Ilyushina Natalia A, Govorkova Elena A, Gray Thomas E, Bovin Nicolai V, Webster Robert G
Division of Virology, Department of Infectious Diseases, St. Jude Children's Research Hospital, Memphis, Tennessee, United States of America.
PLoS Pathog. 2008 Apr 11;4(4):e1000043. doi: 10.1371/journal.ppat.1000043.
If highly pathogenic H5N1 influenza viruses acquire affinity for human rather than avian respiratory epithelium, will their susceptibility to neuraminidase (NA) inhibitors (the likely first line of defense against an influenza pandemic) change as well? Adequate pandemic preparedness requires that this question be answered. We generated and tested 31 recombinants of A/Vietnam/1203/04 (H5N1) influenza virus carrying single, double, or triple mutations located within or near the receptor binding site in the hemagglutinin (HA) glycoprotein that alter H5 HA binding affinity or specificity. To gain insight into how combinations of HA and NA mutations can affect the sensitivity of H5N1 virus to NA inhibitors, we also rescued viruses carrying the HA changes together with the H274Y NA substitution, which was reported to confer resistance to the NA inhibitor oseltamivir. Twenty viruses were genetically stable. The triple N158S/Q226L/N248D HA mutation (which eliminates a glycosylation site at position 158) caused a switch from avian to human receptor specificity. In cultures of differentiated human airway epithelial (NHBE) cells, which provide an ex vivo model that recapitulates the receptors in the human respiratory tract, none of the HA-mutant recombinants showed reduced susceptibility to antiviral drugs (oseltamivir or zanamivir). This finding was consistent with the results of NA enzyme inhibition assay, which appears to predict influenza virus susceptibility in vivo. Therefore, acquisition of human-like receptor specificity does not affect susceptibility to NA inhibitors. Sequence analysis of the NA gene alone, rather than analysis of both the NA and HA genes, and phenotypic assays in NHBE cells are likely to adequately identify drug-resistant H5N1 variants isolated from humans during an outbreak.

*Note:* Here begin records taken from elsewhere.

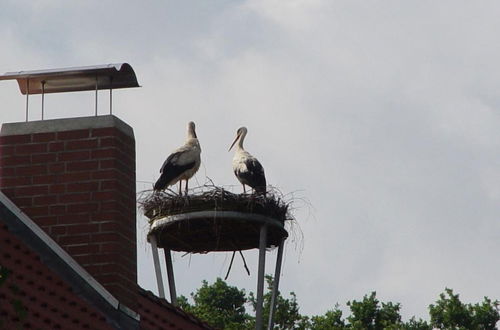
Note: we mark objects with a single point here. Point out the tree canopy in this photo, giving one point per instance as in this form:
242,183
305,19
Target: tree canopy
225,307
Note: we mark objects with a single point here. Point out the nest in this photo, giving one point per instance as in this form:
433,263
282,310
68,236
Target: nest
166,203
232,221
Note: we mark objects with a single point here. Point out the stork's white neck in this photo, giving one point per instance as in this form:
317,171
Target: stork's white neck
239,144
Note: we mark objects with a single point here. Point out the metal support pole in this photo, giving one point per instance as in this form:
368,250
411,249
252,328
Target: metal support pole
27,96
156,261
96,88
260,280
110,101
43,95
170,275
276,283
111,95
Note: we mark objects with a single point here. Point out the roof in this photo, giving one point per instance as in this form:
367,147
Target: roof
47,283
157,313
85,78
44,286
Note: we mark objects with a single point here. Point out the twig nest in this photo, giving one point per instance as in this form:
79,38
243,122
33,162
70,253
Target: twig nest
215,219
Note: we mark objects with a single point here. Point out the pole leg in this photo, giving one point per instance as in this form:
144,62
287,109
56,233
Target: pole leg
276,282
260,280
170,275
156,260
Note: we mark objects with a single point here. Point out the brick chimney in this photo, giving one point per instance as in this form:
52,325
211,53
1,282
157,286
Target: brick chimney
76,179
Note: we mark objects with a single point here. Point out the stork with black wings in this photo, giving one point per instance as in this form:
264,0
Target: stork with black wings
182,164
246,167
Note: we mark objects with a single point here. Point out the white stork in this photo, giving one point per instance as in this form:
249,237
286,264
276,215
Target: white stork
182,164
246,167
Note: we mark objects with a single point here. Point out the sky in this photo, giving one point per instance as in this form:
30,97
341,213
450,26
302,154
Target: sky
379,119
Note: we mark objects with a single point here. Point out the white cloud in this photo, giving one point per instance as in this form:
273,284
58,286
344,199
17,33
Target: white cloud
384,116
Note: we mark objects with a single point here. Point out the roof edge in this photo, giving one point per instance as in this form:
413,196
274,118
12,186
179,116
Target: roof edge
63,264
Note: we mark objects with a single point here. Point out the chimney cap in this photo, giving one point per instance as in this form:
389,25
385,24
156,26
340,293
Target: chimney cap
74,79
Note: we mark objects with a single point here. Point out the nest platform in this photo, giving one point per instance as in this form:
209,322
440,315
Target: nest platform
214,220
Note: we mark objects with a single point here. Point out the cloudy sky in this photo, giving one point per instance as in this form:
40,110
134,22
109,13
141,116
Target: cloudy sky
384,116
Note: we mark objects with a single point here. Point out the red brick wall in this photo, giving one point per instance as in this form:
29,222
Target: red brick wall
79,186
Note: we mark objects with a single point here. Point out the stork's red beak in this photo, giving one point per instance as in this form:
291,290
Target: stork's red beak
236,139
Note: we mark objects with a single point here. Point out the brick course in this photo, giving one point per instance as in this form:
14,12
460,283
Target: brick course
79,186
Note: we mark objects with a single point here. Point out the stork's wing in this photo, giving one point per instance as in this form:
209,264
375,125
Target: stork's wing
182,157
254,174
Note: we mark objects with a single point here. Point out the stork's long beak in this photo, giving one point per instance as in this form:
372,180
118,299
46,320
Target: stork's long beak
236,139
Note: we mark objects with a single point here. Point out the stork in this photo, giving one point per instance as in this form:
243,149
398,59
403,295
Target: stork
182,164
246,167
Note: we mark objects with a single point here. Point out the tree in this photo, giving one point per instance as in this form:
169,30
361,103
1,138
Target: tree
450,313
287,314
219,304
223,306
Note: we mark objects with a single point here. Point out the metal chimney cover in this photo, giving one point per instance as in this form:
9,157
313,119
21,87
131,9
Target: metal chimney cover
85,78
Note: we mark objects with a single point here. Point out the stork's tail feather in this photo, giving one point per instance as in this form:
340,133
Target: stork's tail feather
161,184
261,190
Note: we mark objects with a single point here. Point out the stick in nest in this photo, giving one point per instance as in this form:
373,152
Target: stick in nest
211,197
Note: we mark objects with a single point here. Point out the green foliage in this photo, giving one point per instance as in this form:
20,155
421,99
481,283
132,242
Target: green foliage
450,313
223,306
287,314
219,304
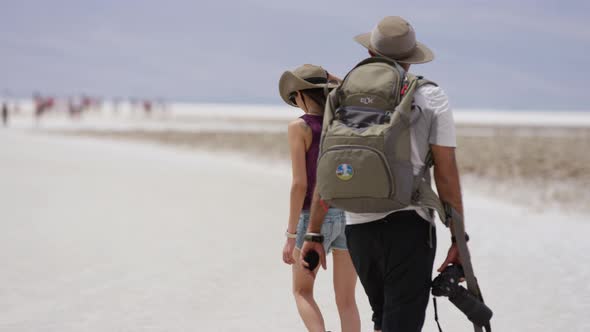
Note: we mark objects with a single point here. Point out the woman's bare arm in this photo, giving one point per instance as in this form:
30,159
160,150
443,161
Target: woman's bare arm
298,130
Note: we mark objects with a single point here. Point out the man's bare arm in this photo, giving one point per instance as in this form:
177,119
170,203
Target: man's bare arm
446,176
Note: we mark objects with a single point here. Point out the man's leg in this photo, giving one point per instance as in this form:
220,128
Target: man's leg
408,271
366,253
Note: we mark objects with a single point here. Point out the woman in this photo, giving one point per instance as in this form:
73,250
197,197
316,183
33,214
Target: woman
306,88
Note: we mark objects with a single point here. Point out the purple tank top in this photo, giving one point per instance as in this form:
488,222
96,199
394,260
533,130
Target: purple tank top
311,156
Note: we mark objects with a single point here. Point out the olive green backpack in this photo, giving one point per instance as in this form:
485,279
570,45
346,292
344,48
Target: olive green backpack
365,152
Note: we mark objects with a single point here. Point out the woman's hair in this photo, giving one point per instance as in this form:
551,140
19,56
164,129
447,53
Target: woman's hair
317,95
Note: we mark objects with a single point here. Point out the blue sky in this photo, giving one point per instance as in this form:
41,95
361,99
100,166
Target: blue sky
489,54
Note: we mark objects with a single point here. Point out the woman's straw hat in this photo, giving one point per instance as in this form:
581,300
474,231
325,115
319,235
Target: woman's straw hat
303,78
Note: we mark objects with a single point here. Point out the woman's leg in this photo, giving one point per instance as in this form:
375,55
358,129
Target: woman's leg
303,292
344,288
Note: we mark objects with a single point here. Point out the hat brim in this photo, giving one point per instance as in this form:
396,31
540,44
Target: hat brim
290,83
422,53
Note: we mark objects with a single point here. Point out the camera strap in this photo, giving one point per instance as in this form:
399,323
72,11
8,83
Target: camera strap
459,230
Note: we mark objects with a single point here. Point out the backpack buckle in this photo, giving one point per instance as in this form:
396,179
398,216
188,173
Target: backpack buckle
404,89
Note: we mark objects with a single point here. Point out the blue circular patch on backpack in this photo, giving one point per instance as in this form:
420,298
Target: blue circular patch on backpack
344,172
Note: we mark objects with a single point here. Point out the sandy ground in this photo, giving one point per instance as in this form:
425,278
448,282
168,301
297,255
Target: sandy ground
104,235
538,167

如果高致病性H5N1流感病毒获得对人类而非禽类呼吸道上皮细胞的亲和力,那么它们对神经氨酸酶(NA)抑制剂(应对流感大流行可能的一线防御药物)的敏感性是否也会改变呢?充分的大流行防范需要回答这个问题。我们构建并测试了31种A/越南/1203/04(H5N1)流感病毒重组体,这些重组体在血凝素(HA)糖蛋白的受体结合位点内或附近携带单、双或三重突变,这些突变改变了H5 HA的结合亲和力或特异性。为了深入了解HA和NA突变的组合如何影响H5N1病毒对NA抑制剂的敏感性,我们还拯救了携带HA变化以及H274Y NA替代的病毒,据报道该替代可使病毒对NA抑制剂奥司他韦产生耐药性。20种病毒在基因上是稳定的。三重N158S/Q226L/N248D HA突变(消除了158位的糖基化位点)导致了从禽类受体特异性向人类受体特异性的转变。在分化的人气道上皮(NHBE)细胞培养物中,NHBE细胞提供了一个体外模型,可重现人类呼吸道中的受体,没有一种HA突变重组体显示出对抗病毒药物(奥司他韦或扎那米韦)的敏感性降低。这一发现与NA酶抑制试验的结果一致,该试验似乎可以预测流感病毒在体内的敏感性。因此,获得类似人类的受体特异性不会影响对NA抑制剂的敏感性。仅对NA基因进行序列分析,而不是对NA和HA基因都进行分析,以及在NHBE细胞中进行表型分析,可能足以识别在疫情爆发期间从人类分离出的耐药H5N1变体。